Why are some brothers and sisters separated when they go into care? File on 4 hears from children and young people who have been forced to sever ties with their siblings.
When Sophia was growing up, she had an imaginary friend. It was only later she learned that the little girl she played with in her mind was not imaginary at all, but a distant memory of an older sister.
The two had been separated when they were in care, and contact between them was soon lost.
It might sound like a Dickensian tale of misery, but it’s not rare for siblings to be forced apart whilst in the UK’s care system.
In England alone, there are currently more than 78,000 children living in foster care or children’s homes.
Many have brothers and sisters, but keeping them together is difficult.
File on 4 hears from the children and young people who have been split up, and hear how it has affected the rest of their lives.
When they can’t be placed together, experts agree that robust plans should be put in place to maintain contact between them. So why is it not happening?
If one child goes on to be adopted, maintaining contact with their brothers and sisters is far from straight forward.
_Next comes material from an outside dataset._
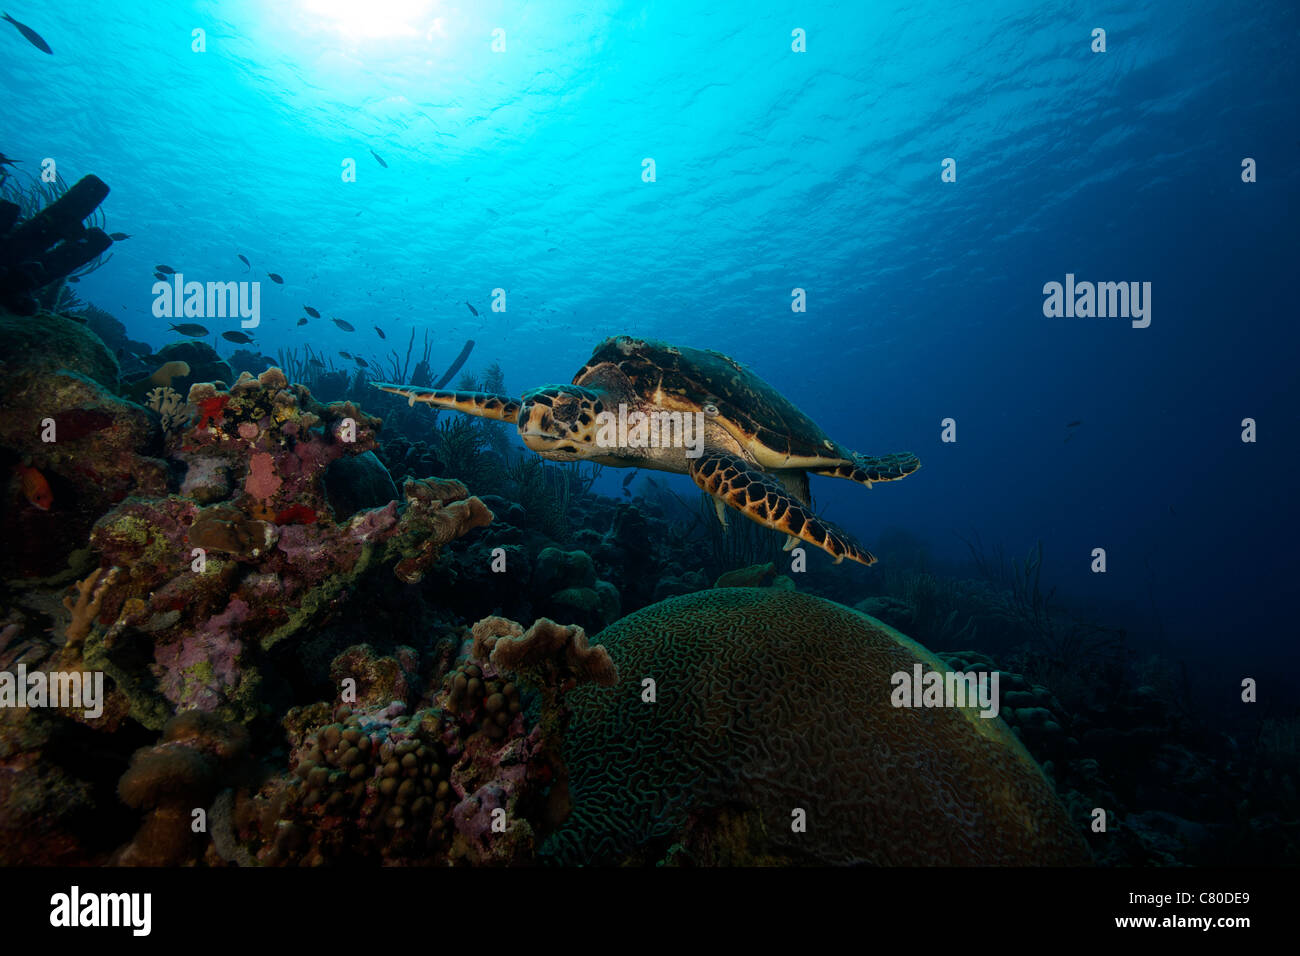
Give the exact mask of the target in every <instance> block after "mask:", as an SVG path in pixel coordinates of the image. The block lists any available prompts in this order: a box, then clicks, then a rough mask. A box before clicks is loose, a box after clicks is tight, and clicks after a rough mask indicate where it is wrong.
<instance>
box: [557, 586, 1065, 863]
mask: <svg viewBox="0 0 1300 956" xmlns="http://www.w3.org/2000/svg"><path fill="white" fill-rule="evenodd" d="M594 645H603V646H604V648H606V649H607V650H608V653H610V656H611V657H612V659H614V662H615V665H617V669H619V674H620V675H621V679H620V682H619V684H617V685H616V687H611V688H603V687H595V685H591V684H588V685H584V687H581V688H580V689H577V691H575V692H573V693H572V695H571V697H569V704H571V706H572V708H573V721H572V723H571V726H569V730H568V731H567V734H565V753H564V760H565V763H567V766H568V775H569V777H568V786H569V799H571V803H572V808H573V809H572V813H571V814H569V817H568V818H567V819H565V821H564V823H563V825H562V826H560V827H559V829H558V830H556V831H555V832H554V834H551V836H550V838H549V839H547V842H546V843H545V845H543V847H542V855H543V856H545V857H549V858H550V860H552V861H558V862H593V864H611V862H627V861H651V862H653V861H655V860H658V858H659V857H663V856H666V855H667V856H669V857H671V856H672V855H671V853H667V851H668V849H669V848H671V847H673V845H676V851H675V852H684V853H685V855H686V857H688V858H692V860H693V861H697V862H801V864H878V865H965V864H972V865H983V864H1013V865H1026V864H1028V865H1032V864H1044V865H1069V864H1084V862H1088V861H1089V857H1088V851H1087V848H1086V845H1084V842H1083V838H1082V835H1080V834H1079V832H1076V831H1075V830H1074V829H1073V827H1071V823H1070V821H1069V819H1067V817H1066V814H1065V810H1063V809H1062V808H1061V804H1060V803H1058V801H1057V799H1056V795H1054V792H1053V791H1052V787H1050V786H1049V784H1048V782H1047V779H1045V778H1044V777H1043V773H1041V771H1040V770H1039V767H1037V765H1036V763H1035V762H1034V760H1032V758H1031V757H1030V756H1028V753H1027V752H1026V750H1024V748H1023V747H1022V745H1021V743H1019V741H1018V740H1017V739H1015V737H1014V736H1013V735H1011V734H1010V732H1009V731H1008V728H1006V724H1004V723H1002V721H1001V719H1000V718H998V719H989V718H980V717H976V715H975V711H974V710H971V711H966V710H959V709H950V708H915V709H909V708H894V706H892V704H891V691H892V684H891V675H892V674H894V672H897V671H906V672H911V667H913V665H914V663H917V662H920V663H922V665H924V666H926V667H927V669H935V670H945V667H944V663H943V662H941V661H940V659H939V658H937V657H935V656H933V654H931V653H930V652H928V650H926V649H924V648H922V646H920V645H919V644H917V643H915V641H913V640H910V639H907V637H905V636H904V635H901V633H898V632H897V631H894V630H892V628H889V627H887V626H884V624H881V623H880V622H878V620H876V619H874V618H870V617H867V615H866V614H862V613H859V611H854V610H852V609H849V607H845V606H842V605H837V604H832V602H831V601H824V600H822V598H816V597H813V596H810V594H802V593H798V592H794V591H785V589H774V588H725V589H716V591H702V592H698V593H694V594H686V596H682V597H675V598H669V600H667V601H662V602H659V604H656V605H651V606H650V607H645V609H642V610H640V611H637V613H634V614H630V615H628V617H625V618H623V619H621V620H619V622H617V623H615V624H612V626H611V627H608V628H606V630H604V631H603V632H601V635H598V636H597V637H595V639H594ZM645 678H653V679H654V680H655V692H656V701H655V702H653V704H647V702H643V701H642V695H643V685H642V680H643V679H645ZM797 808H802V809H803V810H805V812H806V832H794V829H793V827H792V821H793V819H794V817H793V816H792V814H793V812H794V810H796V809H797Z"/></svg>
And for the families who do adopt sibling groups, there’s concern that they’re not getting the right help to support those relationships.
Some experts argue that keeping siblings together shouldn’t always be the default intervention.
For some, placing them apart might be in their best interests but are the views of children always being taken into account when these decisions are being made and is the importance of sibling relationships sometimes being overlooked?